Na lista de mamíferos desaparecidos nesse período figura a quaga (Equus quagga), tipo de zebra da África do Sul que possuía listras apenas na parte posterior do corpo, exterminada por caçadores na segunda metade do século 19. Outro espécime é o tigre-da-tasmânia (Thylacinus cynocephalus), marsupial semelhante a um cachorro com listras verticais na parte de trás do corpo, à maneira do tigre. Acusado pelos fazendeiros locais de matar ovelhas, ele foi exterminado impiedosamente.
A caça indiscriminada também fez muitas aves darem adeus à superfície do planeta nessa época. A mais conhecida entre delas é o dodô (Raphus cucullatus), das Ilhas Maurício, mas merecem destaque ainda a huia (Heteralocha acutirostris), da Nova Zelândia, e a alca-gigante (Pinguinus impennis), que vivia na Islândia.
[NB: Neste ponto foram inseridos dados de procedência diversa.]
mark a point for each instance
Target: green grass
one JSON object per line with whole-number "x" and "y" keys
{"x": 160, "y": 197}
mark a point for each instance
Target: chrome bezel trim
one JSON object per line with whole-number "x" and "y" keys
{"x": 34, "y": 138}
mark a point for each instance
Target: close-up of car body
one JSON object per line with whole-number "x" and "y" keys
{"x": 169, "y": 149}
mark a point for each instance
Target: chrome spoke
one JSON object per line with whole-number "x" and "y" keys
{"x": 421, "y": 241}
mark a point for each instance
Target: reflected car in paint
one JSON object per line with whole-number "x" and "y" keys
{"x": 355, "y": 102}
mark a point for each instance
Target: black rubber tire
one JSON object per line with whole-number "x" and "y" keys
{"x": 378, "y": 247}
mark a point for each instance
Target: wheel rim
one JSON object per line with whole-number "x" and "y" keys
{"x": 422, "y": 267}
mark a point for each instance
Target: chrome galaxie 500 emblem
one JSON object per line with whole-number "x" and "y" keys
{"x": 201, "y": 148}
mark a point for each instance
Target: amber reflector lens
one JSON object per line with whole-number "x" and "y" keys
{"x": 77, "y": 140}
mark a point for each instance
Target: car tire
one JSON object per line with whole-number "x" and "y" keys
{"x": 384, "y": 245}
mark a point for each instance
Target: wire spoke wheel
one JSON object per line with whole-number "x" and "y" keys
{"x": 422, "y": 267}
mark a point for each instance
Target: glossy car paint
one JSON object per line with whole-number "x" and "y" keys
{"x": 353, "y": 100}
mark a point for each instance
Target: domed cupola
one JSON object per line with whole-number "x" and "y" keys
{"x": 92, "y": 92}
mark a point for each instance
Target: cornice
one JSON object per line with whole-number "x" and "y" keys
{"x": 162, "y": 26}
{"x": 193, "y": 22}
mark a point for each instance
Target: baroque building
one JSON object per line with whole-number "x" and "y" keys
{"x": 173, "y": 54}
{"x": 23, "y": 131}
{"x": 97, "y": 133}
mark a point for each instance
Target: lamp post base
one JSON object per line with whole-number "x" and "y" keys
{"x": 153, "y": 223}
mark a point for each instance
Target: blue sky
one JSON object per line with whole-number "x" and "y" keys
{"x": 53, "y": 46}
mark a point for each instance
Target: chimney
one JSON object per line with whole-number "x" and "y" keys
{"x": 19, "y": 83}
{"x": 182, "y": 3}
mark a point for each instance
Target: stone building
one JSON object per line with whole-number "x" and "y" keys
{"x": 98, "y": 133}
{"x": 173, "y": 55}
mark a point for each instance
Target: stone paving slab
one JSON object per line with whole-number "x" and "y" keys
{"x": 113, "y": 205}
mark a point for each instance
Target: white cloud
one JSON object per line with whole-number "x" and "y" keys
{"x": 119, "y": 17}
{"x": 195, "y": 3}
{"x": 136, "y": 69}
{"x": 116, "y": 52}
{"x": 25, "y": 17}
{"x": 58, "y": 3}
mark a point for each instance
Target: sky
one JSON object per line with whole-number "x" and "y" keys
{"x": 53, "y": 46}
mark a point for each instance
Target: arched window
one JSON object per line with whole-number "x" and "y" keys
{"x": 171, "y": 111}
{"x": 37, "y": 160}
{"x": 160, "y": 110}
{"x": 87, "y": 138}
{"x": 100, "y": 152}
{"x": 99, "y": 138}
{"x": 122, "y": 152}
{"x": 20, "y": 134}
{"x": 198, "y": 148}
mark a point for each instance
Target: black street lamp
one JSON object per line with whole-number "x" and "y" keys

O poder do homem pode não se mostrar tão devastador, mas, segundo alguns pesquisadores, é sem dúvida respeitável: em seu livro The future of life (O futuro da vida), publicado pela Vintage Books em 2003, o professor de biologia Edward Wilson, da Universidade Harvard (Estados Unidos), prevê que, no ritmo atual de destruição humana da biosfera, 50% de todas as espécies de seres vivos desaparecerão da face do planeta em 100 anos. Cálculo semelhante já havia sido apresentado oito anos antes pelo paleontólogo inglês Richard Leakey em The sixth extinction (A sexta extinção), escrito em parceria com o jornalista Roger Lewin e publicado pela Doubleday.
O desaparecimento de espécies não chega a ser algo a se estranhar sob o prisma estatístico: os cientistas afirmam que 99,9% de todas as formas de vida que existiram sobre a face do planeta já se foram. (A probabilidade de que nós, humanos, sigamos o mesmo caminho é, portanto, bem alta.) O que pode não surgir tão claramente aos olhos dos observadores é o real papel do Homo sapiens em todo esse processo. Certamente não é o do meteoro que formou a cratera de Chicxulub, na região do Yucatán, e precipitou o desaparecimento súbito dos dinossauros.
O homem parece mais ser um dos protagonistas de uma erosão contínua da biodiversidade associada a outros fatores, em especial mudanças climáticas, e que se amplia exponencialmente conforme os ecossistemas vão sendo destruídos. "Se você soma os números de espécies que foram extintas nas últimas centenas de anos, descobre que os números ficam bastante aquém de uma extinção em massa", assinala o professor Norman MacLeod, administrador da área de paleontologia do Museu de História Natural de Londres. "É apenas quando você olha para os números de criaturas que estão na iminência de serem erradicadas que o quadro se torna alarmante."
Ainda é possível reverter esse quadro geral? A resposta fica no âmbito da profecia, dada a dificuldade de fazer a crescente consciência ambiental da sociedade se transformar em ações internacionais amplas. A maioria dos especialistas antevê tempos sombrios, nos quais o homem descobrirá por si mesmo as consequências de viver em meio a uma biodiversidade muito mais pobre.